Schiavi moderni, sfruttati a cottimo con metodi antichi, che poi tornano
qui, nelle capanne fatte di lamiera, senz’acqua e senza servizi igienici,
dove accendono i fuochi per la cena su vecchie lastre di eternit recuperate in
campagna.
L’unico
approvvigionamento idrico consiste in una specie di serbatoio, che può
contenere al massimo 2mila litri d’acqua, meno di tre litri per ognuna delle
circa seicento persone che vivono in questa bidonville di schiavitù del
duemila. E più passano i giorni più le condizioni igieniche peggiorano,
tra insetti e spazzatura. “Per contrastare i pidocchi alcuni migranti hanno
preferito rasarsi a zero i capelli” scrive la delegata di Croce Rossa Sicilia
Laura Rizzello al commissario del comune di Campobello Massimo
Signorelli. “Sarebbe necessario – continua Rizzello dopo aver visitato il
campo – provvedere ad una sanificazione della zona, per limitare la presenza di
insetti. Inoltre sarebbe importante e utile, come in tutti i luoghi di questo
tipo, che si possa allestire un’infermeria, dotata di farmaci e presidi, al
fine di fornire un’assistenza sanitaria e al contempo si possa porre in
essere anche una sorveglianza sindromica, finalizzata alla prevenzione degli
abitanti dell’accampamento ma anche della popolazione. Non le nascondo che ciò
che ho visto mi ha turbata, avevo visto accampamenti di questo tipo solo in Africa,
in Sudan o in Darfour”.
“Tenere
delle persone in quelle condizioni, consentendo il proliferare di un mercato
del lavoro drogato genera razzismo ed emarginazione. Una
situazione che fa comodo a chi sfrutta queste persone, operando poi una
concorrenza sleale con chi le regole le rispetta e non sfrutta i lavoratori”

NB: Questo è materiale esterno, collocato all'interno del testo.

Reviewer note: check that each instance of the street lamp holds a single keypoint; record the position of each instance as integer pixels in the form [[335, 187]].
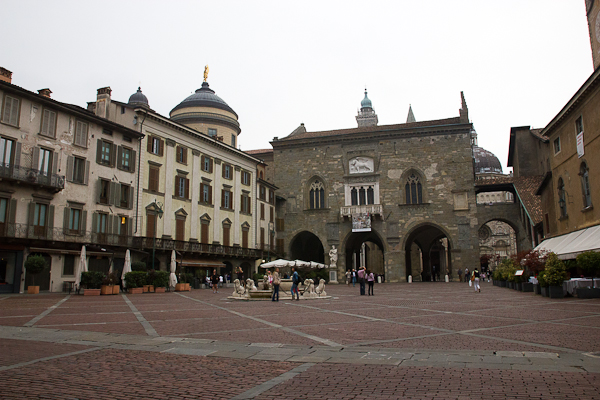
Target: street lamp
[[158, 210]]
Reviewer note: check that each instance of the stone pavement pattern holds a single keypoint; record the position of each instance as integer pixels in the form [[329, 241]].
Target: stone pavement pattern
[[419, 341]]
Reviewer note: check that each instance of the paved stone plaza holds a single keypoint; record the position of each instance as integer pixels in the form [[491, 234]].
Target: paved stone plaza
[[410, 341]]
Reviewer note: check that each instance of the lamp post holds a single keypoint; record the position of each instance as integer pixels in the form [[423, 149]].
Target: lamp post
[[158, 210]]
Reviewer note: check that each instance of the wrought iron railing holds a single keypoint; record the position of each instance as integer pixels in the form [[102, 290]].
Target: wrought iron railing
[[32, 176], [24, 231]]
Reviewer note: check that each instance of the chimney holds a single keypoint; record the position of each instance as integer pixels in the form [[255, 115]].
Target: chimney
[[103, 102], [45, 92], [5, 75]]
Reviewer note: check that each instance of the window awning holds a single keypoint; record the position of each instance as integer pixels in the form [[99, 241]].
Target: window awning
[[569, 245]]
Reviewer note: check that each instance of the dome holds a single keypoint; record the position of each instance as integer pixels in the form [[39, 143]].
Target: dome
[[366, 103], [204, 97], [486, 162], [138, 99]]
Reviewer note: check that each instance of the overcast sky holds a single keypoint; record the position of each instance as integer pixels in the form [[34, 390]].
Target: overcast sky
[[280, 63]]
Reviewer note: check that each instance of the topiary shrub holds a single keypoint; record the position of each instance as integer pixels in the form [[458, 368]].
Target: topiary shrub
[[34, 265]]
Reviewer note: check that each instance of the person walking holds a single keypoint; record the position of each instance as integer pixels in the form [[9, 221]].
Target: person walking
[[214, 279], [361, 280], [370, 281], [276, 282], [476, 280], [295, 283]]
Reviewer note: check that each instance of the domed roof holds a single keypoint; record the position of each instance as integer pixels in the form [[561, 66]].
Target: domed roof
[[366, 103], [204, 97], [486, 162], [138, 99]]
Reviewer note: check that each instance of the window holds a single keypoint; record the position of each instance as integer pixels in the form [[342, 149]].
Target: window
[[6, 151], [226, 199], [227, 171], [413, 190], [205, 193], [584, 173], [557, 145], [182, 187], [245, 203], [316, 195], [181, 155], [578, 126], [81, 131], [206, 164], [11, 111], [48, 127], [68, 265], [562, 198], [245, 178], [153, 179], [155, 146]]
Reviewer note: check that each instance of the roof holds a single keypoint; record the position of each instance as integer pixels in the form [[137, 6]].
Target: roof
[[526, 188]]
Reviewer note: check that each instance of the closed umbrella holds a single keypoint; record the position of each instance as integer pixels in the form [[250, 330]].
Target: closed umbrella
[[173, 277], [126, 266], [81, 268]]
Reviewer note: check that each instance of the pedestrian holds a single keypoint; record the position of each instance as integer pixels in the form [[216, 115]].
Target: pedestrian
[[276, 282], [214, 278], [295, 283], [476, 280], [361, 280], [370, 281]]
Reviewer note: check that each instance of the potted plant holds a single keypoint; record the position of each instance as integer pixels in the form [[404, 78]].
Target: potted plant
[[34, 265], [556, 274], [590, 263], [160, 280], [92, 281], [134, 281], [109, 283]]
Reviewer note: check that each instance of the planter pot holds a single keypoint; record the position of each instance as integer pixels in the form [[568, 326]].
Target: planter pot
[[33, 289], [555, 292], [588, 293], [527, 287]]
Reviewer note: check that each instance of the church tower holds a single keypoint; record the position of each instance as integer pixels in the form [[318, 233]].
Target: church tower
[[366, 116], [593, 15]]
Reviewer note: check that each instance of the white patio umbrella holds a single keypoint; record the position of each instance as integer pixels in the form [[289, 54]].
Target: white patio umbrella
[[126, 266], [82, 267], [173, 277]]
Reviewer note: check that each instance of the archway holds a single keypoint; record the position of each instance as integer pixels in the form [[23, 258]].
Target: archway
[[306, 246], [372, 255], [428, 254]]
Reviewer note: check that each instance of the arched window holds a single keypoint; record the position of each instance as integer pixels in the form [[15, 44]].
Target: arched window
[[584, 173], [414, 190], [562, 198], [317, 195]]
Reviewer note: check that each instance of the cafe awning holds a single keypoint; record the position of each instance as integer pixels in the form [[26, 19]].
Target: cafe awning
[[569, 245]]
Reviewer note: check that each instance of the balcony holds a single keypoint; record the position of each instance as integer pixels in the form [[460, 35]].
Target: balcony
[[32, 176], [373, 209]]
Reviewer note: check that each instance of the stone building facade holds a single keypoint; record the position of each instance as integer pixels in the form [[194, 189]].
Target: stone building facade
[[406, 191]]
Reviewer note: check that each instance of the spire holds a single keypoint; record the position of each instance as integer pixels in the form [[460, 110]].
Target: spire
[[411, 117]]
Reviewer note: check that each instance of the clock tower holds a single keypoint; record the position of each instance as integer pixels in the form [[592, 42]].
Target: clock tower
[[593, 14]]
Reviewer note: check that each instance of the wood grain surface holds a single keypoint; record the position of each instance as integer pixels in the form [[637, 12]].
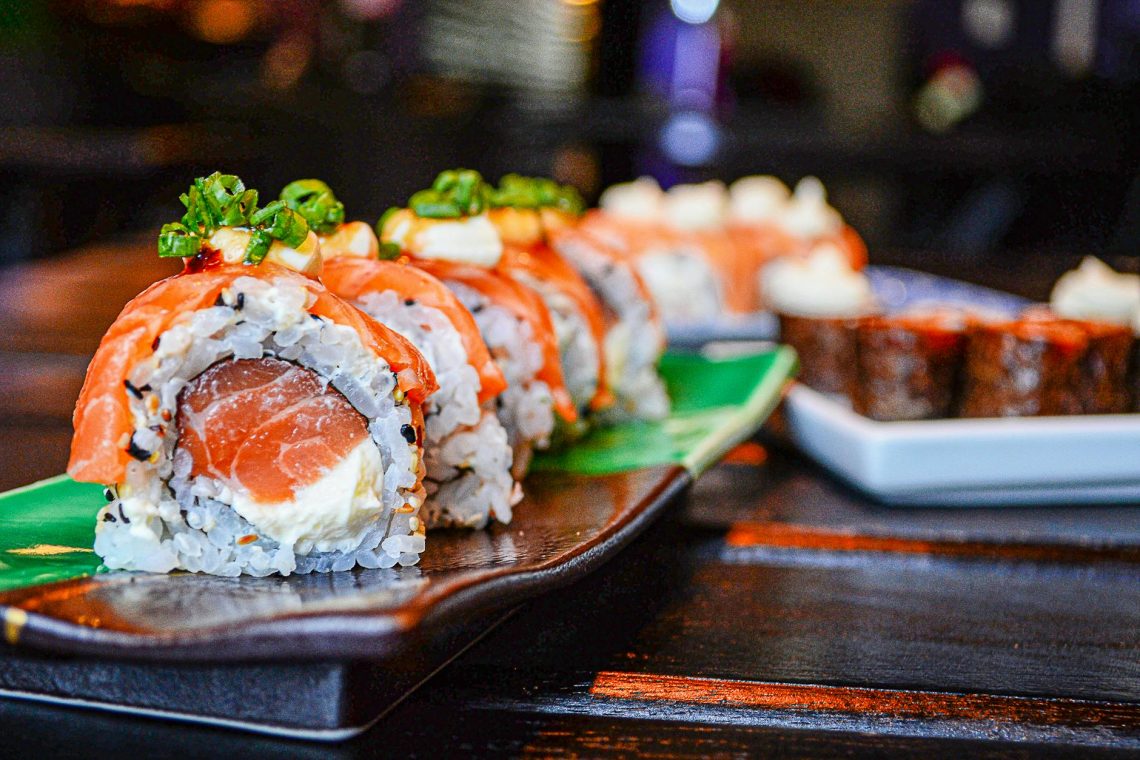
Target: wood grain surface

sbotta invece il deputato di Sel Erasmo Palazzotto, dopo aver visitato
la bidonville, praticamente contigua al comune di Campobello. E mentre soltanto
alcune associazioni di privati cittadini provano ad aiutare gli abitanti del
ghetto che sorge a soli pochi metri dalle loro abitazioni, nei giorni scorsi
uno dei migranti a cui è stata negata qualsiasi forma di dignità è rimasto
ucciso. Ousmane Diallo era un giovane senegalese arrivato in Sicilia
per guadagnarsi qualcosa lavorando nei campi: al ritorno da una massacrante
giornata di lavoro però gli è esploso tra le mani il fornello da campo
utilizzato per prepararsi la cena. Pochi giorni di agonia all’ospedale Civico
di Palermo e poi la morte, con gli abitanti del campo che per rispedire in
patria il feretro di Ousmane, stanno cercando di autotassarsi i pochi spiccioli
guadagnati raccogliendo olive: impresa ardua dato che l’operazione ha un costo
di circa 4mila euro. Nelle stesse ore in cui il giovane sudafricano
moriva a causa delle gravissime ustioni, ad Agrigento il vicepresidente del
Consiglio Angelino Alfano celebrava funerali senza feretri per le
366 vittime della tragedia di Lampedusa. “Assistenza per i sopravvissuti”
gridava Alfano tra le contestazioni, mentre pochi chilometri ad est, a
Campobello, l’accoglienza made in Italy per i migranti mostra ogni giorno
il suo vero volto: un terrificante ritratto che spazza via l’ipocrisia delle
parole e sbatte in faccia il dolore e la morte di uno Stato che non c’è.